I say we should back the man and I wish him all the best of luck!

Some people will disagree with his appointment. They’ll say he’s been floating around from consultancy to consultancy for years, and has never been anywhere long enough to really prove his credentials.

They’ll say he’s been fortunate to get the credit when the team he’s consulting with does well, and he’s escaped criticism when they don’t.

As an example, they’ll talk about how Brendan was very vocal when Italy beat South Africa in November, but absent from the media after taking 60 points against New Zealand and Ireland, and losing to Tonga.

They may highlight how he gets praised for Saracens’ success, but isn’t held responsible for London Irish’s relegation.

His critics will also raise concerns that Brendan intends taking on the Bok job in a part-time capacity, so that he can continue consulting to Italy while also running his medical practise.

There’s no way he’ll do that, surely? More than anyone, Brendan will know he has to give 100 percent to coaching South Africa and, more than anyone, he’ll know that integrity, honesty and loyalty are cornerstones of success.

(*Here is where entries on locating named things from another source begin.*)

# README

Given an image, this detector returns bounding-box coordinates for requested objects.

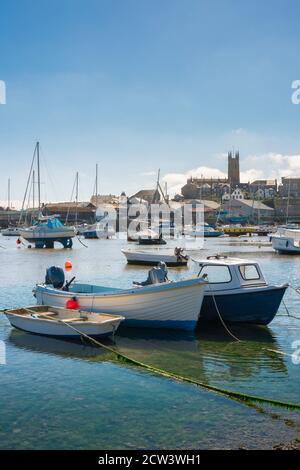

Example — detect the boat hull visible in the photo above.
[200,285,287,325]
[35,278,207,331]
[5,306,123,337]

There are two reasons he will have insisted on signing up for a full-time role. Firstly, New Zealand would never appoint a medical doctor as a coach on a part-time basis.

The Kiwis would make such a candidate take a sabbatical from being a doctor and commit to spending the next two years being full time with the All Blacks. And just about every quality coach would happily do that in order to be strong with the All Blacks.

It’s the same in most top national teams and that means that whoever Brendan is coaching against will be working around the clock to beat South Africa.

A part-time arrangement, where he runs his medical practise on the side or consults to another team, would be a 100-percent guarantee of failure for the Boks.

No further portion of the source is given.